Uperkot Fort stands on the eastern side of Junagarh. Although the fort is believed to be built by Chandragupta in AD 319, it was rebuilt several times in the later centuries. Legend has it that the fort was besieged 16 times, the longest of which was for 12 continuous years. The fort is open from 7 am to 6.30 pm daily.
The fort also houses Jami Masjid, Tomb of Nuri Shah, and two baolis (step wells)-Adi Chadi and the Navaghan Kuva. There are some Buddhist caves, which are believed to be 1,500 years old.
Mahabat Maqbara is the mausoleum of one of the nawabs of Junagarh. The structure is resplendent with silver doors and intricate architecture.
The Durbar Hall Museum displays weapons and armor from the days of the nawabs and many other curios and artifacts. A quick foray into the museum will reveal silver chains, chandeliers, settees, thrones, palanquins, howdahs, cushions, gowns and a large carpet that was woven in the Junagarh jail.

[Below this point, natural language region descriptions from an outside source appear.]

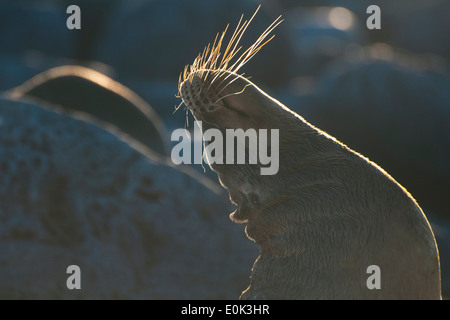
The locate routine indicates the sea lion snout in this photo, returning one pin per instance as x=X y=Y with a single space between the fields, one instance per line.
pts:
x=225 y=100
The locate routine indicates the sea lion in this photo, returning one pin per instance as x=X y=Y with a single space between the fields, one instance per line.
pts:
x=329 y=215
x=86 y=90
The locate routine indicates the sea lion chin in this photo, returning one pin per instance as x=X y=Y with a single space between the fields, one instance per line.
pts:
x=327 y=216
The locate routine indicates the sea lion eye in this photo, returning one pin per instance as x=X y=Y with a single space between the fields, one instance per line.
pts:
x=253 y=199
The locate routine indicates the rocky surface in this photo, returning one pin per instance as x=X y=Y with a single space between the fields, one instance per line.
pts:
x=74 y=194
x=390 y=107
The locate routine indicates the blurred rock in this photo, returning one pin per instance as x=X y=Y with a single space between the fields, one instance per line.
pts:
x=415 y=25
x=156 y=39
x=74 y=194
x=394 y=109
x=33 y=26
x=82 y=89
x=319 y=35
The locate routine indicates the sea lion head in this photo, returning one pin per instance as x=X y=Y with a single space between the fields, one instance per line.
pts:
x=223 y=101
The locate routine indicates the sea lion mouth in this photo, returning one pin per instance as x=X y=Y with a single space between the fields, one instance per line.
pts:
x=204 y=98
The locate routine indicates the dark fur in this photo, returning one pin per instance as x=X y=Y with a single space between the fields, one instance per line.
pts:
x=327 y=215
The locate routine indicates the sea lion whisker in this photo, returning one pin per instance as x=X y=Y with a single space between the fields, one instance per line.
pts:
x=233 y=94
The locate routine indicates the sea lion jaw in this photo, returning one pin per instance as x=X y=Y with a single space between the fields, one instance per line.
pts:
x=226 y=100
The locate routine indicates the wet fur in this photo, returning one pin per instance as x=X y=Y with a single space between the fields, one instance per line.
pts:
x=327 y=215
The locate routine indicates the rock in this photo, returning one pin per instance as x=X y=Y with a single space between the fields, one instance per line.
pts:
x=155 y=40
x=74 y=194
x=392 y=108
x=30 y=26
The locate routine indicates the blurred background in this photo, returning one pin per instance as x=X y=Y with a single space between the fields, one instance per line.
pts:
x=385 y=93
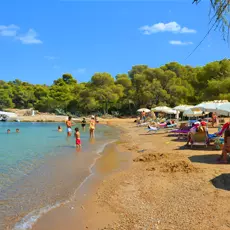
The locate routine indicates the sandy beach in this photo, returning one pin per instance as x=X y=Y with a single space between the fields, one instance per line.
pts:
x=168 y=186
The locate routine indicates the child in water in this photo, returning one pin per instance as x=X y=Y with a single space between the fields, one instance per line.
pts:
x=78 y=139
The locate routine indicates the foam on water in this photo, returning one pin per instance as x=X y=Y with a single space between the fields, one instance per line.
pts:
x=29 y=220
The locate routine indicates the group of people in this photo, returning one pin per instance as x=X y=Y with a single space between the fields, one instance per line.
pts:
x=92 y=127
x=8 y=131
x=201 y=126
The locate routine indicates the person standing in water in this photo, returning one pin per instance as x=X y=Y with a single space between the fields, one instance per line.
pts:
x=92 y=127
x=78 y=138
x=69 y=126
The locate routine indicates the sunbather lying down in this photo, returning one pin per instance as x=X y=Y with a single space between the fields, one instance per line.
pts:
x=152 y=128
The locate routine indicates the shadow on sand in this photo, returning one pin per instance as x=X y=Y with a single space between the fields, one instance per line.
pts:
x=198 y=148
x=206 y=159
x=222 y=181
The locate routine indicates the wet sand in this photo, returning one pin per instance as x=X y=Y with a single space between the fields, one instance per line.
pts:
x=168 y=186
x=73 y=214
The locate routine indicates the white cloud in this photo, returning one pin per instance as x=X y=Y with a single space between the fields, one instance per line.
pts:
x=50 y=57
x=30 y=38
x=9 y=31
x=80 y=70
x=173 y=27
x=180 y=43
x=56 y=67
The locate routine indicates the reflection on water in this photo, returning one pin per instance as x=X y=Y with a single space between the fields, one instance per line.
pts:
x=40 y=167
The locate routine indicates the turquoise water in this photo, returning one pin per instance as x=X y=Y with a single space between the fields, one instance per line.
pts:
x=35 y=165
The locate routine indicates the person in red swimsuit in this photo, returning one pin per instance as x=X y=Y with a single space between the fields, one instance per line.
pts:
x=78 y=138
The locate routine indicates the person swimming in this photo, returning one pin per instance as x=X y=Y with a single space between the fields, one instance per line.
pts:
x=83 y=123
x=92 y=127
x=78 y=138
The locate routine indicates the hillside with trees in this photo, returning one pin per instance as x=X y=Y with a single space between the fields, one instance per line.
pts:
x=143 y=86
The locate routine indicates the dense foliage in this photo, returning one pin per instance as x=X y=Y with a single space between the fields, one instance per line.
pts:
x=171 y=84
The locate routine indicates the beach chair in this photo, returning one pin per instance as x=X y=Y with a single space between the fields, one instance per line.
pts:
x=181 y=127
x=153 y=129
x=199 y=138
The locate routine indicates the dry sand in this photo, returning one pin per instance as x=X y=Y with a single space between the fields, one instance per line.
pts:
x=167 y=187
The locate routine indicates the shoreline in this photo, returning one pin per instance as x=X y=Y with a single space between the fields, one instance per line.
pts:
x=166 y=187
x=102 y=152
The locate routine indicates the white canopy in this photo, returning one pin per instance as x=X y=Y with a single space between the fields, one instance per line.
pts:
x=182 y=108
x=164 y=109
x=8 y=114
x=143 y=109
x=210 y=106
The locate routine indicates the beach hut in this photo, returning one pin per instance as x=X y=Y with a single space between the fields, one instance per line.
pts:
x=182 y=108
x=223 y=109
x=210 y=106
x=164 y=109
x=192 y=113
x=143 y=109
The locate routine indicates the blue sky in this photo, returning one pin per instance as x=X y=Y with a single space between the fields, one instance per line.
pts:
x=41 y=39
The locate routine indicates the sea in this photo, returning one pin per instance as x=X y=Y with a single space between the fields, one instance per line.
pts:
x=41 y=168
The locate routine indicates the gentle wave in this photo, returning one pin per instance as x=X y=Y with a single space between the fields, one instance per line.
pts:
x=29 y=220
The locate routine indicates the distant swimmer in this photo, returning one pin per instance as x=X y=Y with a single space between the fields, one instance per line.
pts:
x=92 y=126
x=78 y=138
x=69 y=126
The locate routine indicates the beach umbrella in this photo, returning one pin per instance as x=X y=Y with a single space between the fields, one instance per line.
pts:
x=143 y=109
x=191 y=113
x=210 y=106
x=223 y=109
x=164 y=109
x=182 y=108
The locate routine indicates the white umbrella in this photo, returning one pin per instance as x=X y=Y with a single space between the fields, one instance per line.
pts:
x=208 y=106
x=224 y=109
x=182 y=108
x=143 y=109
x=191 y=113
x=164 y=109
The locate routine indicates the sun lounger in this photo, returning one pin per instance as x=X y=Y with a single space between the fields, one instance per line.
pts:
x=152 y=129
x=200 y=139
x=143 y=124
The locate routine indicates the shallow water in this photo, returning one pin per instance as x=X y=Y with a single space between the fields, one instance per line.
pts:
x=40 y=167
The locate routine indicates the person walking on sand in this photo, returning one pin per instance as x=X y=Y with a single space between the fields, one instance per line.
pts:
x=92 y=127
x=143 y=114
x=78 y=138
x=69 y=126
x=83 y=123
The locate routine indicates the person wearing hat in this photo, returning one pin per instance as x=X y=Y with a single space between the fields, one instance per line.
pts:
x=92 y=127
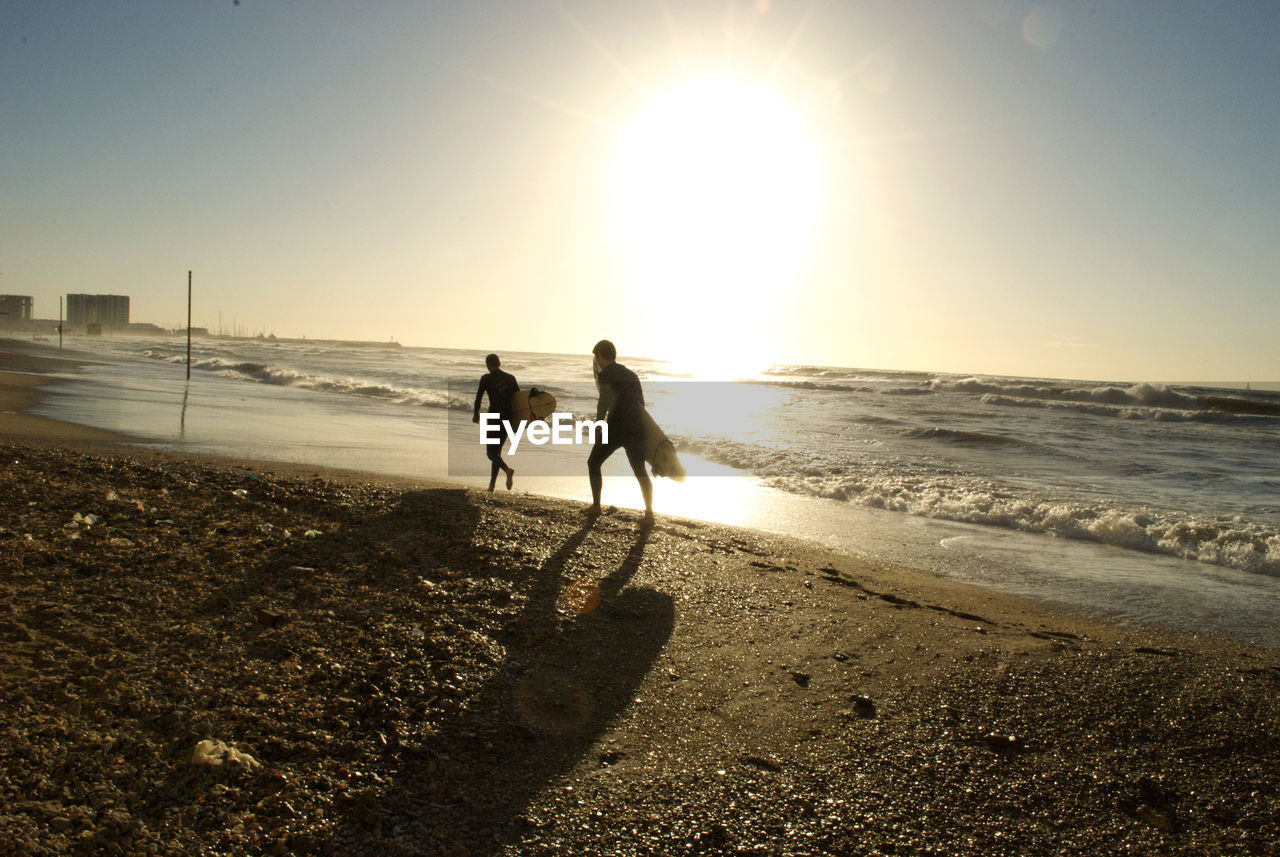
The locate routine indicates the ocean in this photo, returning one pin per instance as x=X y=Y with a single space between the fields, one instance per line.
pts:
x=1133 y=500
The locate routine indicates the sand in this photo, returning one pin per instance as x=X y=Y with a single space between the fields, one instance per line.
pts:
x=406 y=668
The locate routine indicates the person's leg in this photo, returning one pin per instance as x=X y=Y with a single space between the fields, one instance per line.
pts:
x=599 y=454
x=635 y=456
x=496 y=463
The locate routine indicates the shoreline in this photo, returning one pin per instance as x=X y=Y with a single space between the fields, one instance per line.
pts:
x=417 y=668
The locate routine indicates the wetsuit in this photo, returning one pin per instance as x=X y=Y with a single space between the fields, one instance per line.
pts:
x=622 y=400
x=501 y=386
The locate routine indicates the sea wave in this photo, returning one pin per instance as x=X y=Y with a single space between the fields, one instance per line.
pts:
x=1228 y=541
x=1233 y=542
x=284 y=376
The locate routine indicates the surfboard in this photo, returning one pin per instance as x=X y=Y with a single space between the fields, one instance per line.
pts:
x=533 y=404
x=659 y=452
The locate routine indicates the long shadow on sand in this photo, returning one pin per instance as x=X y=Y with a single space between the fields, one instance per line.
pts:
x=574 y=659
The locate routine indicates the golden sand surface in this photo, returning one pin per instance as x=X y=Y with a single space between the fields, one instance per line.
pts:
x=233 y=658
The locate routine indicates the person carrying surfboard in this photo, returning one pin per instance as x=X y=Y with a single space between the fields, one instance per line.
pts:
x=622 y=403
x=501 y=386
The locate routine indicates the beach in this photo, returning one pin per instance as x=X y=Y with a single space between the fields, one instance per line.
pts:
x=210 y=655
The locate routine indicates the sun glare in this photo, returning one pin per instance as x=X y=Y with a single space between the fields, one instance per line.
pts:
x=716 y=191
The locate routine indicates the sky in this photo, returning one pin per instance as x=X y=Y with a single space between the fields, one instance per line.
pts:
x=1060 y=189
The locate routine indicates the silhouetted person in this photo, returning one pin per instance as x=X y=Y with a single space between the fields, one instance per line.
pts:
x=501 y=386
x=622 y=402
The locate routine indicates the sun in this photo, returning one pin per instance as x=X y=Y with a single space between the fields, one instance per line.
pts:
x=716 y=195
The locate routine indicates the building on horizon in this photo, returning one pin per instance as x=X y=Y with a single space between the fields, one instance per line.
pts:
x=103 y=310
x=16 y=307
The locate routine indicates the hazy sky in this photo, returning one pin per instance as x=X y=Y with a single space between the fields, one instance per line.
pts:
x=1073 y=189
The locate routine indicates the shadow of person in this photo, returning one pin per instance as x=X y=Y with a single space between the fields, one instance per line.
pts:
x=571 y=669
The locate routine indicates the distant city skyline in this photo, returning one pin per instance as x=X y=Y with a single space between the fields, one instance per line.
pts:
x=990 y=187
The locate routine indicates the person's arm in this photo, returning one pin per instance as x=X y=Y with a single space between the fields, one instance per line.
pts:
x=608 y=398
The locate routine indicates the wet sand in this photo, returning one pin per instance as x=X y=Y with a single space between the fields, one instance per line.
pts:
x=408 y=668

On the way to Girnar Hill temples, one can find a huge boulder on which Emperor Ashoka inscribed 14 edicts. Later on, Rudradamana and Skandagupta also added some inscriptions in Sanskrit that are very significant archeologically.
The Girnar Hill houses many temples of the Jains that are quite significant. There are temples of Neminath, Mallinath, Amba Mata, and Damodar Kind. There are 7,000 steps to reach the summit of this hill. Dolis (rope chairs) can be hired by those who are unable to climb these steps.
Places Around Junagarh
The Gir National Park, situated around 59 km off Junagarh, is the last home of the Asiatic lion. This 1,400 sq km sanctuary was set up to protect the dwindling population of the lions.
Chorwad is a new beach resort developed by the Tourism Corporation of Gujarat, near Junagarh.
Somnath is a famous Hindu shrine and a seat of one of the Jyotirlingas. The temple of Somnath was once one of the richest shrines in the country. The temple was looted and plundered many times by the Muslims in the 10th and 11th century because of its wealth.